Six Latin nations — Chile, Dominican Republic, El Salvador, Honduras, Nicaragua and Peru — still allow no quarter even for rape victims. In 2011, the Nicaraguan government took custody of a 12-year-old rape victim to make sure she carried her pregnancy to term.

In El Salvador, 17 women, famously, were sent to jail between 1999 and 2011 for miscarriages and charged with "aggravated homicide."

Though some countries have recently relaxed their anti-abortion laws, the path to reform has been fraught. Chilean President Michelle Bachelet, a paediatrician, is pushing for change but has clashed with conservative lawmakers, who have manoeuvered 12 times since 1991 to maintain the country's total ban on abortions. This is the land where her predecessor, Sebastian Pinera, lavishly praised a "brave and mature" 11-year-old rape victim who had declared on national television she was glad to have her baby.

Paraguayan authorities finally arrested the fugitive stepfather accused of rape last week, but only after the global media frenzy and the girl's mother making repeated complaints of his sexual aggression.

The police's job is far from done.

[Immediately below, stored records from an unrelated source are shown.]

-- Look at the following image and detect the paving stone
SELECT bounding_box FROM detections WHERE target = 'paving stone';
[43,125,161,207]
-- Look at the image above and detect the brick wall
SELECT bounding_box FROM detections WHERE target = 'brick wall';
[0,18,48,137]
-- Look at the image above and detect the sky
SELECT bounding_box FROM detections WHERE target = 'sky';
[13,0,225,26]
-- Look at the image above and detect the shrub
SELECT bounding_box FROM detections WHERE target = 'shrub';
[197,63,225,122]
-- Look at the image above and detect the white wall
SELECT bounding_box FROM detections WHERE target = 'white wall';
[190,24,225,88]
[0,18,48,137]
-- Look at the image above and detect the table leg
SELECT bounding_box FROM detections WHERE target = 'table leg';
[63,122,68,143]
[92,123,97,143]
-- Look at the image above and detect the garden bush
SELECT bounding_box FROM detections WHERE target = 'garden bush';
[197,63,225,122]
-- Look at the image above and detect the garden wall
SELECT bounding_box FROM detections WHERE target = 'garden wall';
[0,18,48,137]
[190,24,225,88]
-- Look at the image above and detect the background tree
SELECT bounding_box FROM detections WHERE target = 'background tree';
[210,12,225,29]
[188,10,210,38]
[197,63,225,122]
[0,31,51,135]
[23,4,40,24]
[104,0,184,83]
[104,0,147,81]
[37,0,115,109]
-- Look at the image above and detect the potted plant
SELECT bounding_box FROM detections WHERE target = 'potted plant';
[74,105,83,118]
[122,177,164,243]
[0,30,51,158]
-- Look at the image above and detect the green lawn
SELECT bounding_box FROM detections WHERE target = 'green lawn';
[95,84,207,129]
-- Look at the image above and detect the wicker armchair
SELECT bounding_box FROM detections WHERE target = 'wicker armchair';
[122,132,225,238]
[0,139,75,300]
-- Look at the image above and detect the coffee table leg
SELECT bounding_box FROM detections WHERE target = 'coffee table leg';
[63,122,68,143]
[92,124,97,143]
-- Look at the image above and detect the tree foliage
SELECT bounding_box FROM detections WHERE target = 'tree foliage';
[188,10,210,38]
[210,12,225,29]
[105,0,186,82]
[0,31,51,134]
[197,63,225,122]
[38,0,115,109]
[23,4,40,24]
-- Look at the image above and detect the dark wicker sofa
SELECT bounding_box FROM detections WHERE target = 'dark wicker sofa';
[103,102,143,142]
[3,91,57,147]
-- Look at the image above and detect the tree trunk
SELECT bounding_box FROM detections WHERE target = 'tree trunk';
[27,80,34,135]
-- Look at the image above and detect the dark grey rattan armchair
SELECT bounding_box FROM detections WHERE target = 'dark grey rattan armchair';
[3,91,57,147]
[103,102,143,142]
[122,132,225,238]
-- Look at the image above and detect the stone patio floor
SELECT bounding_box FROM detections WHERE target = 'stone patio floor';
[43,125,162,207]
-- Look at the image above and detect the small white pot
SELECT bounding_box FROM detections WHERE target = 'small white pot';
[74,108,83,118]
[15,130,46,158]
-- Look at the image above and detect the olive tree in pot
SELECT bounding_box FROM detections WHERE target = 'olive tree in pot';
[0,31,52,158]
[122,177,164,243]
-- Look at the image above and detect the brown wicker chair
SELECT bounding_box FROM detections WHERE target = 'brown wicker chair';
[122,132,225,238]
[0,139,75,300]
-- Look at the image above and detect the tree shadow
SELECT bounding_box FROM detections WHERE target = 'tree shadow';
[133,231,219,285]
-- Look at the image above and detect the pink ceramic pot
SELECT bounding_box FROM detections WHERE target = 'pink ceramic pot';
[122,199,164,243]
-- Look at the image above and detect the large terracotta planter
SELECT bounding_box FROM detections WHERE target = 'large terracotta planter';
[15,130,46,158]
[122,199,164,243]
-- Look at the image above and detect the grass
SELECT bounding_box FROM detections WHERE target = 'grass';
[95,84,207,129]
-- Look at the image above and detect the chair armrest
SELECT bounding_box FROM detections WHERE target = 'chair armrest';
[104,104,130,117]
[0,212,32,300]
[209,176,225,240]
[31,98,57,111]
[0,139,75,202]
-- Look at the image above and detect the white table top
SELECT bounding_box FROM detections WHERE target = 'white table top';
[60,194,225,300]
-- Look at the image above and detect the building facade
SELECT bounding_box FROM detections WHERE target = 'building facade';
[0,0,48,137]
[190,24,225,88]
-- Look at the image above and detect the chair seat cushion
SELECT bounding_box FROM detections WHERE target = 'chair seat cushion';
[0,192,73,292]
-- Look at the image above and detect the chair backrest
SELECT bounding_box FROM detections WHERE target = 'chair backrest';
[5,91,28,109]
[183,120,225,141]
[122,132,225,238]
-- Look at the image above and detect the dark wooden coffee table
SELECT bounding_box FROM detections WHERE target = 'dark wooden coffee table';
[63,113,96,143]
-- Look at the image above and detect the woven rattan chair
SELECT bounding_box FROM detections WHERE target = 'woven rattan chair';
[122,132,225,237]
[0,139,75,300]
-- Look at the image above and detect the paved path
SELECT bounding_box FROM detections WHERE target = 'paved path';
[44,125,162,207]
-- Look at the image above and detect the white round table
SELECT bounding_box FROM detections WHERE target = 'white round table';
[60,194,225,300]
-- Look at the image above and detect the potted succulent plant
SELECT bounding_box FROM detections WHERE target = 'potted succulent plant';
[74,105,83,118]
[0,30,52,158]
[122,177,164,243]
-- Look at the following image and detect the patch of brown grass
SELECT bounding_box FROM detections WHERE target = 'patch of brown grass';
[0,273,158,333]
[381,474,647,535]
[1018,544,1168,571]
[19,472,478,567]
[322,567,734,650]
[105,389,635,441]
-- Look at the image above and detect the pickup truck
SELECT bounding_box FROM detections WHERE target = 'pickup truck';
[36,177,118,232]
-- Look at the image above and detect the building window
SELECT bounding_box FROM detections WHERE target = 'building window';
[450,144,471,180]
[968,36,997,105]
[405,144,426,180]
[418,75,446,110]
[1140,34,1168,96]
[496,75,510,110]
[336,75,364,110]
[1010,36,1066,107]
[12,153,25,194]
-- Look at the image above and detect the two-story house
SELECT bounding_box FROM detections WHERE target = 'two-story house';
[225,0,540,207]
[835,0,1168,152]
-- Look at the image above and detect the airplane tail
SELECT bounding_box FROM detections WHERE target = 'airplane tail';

A national survey this week reported at least 80 more pregnant girls aged 10 to 17 in the country, and the Paraguayan health ministry confirmed that 42 Paraguayan teenagers died in 2013 during abortions or because of complications from pregnancy.
As broadminded and socially bold as Pope Francis has been, no one expects Rome to budge on abortion or birth control. But it will be interesting to hear what the first Latin American pope has to say when he touches down in Asuncion in July.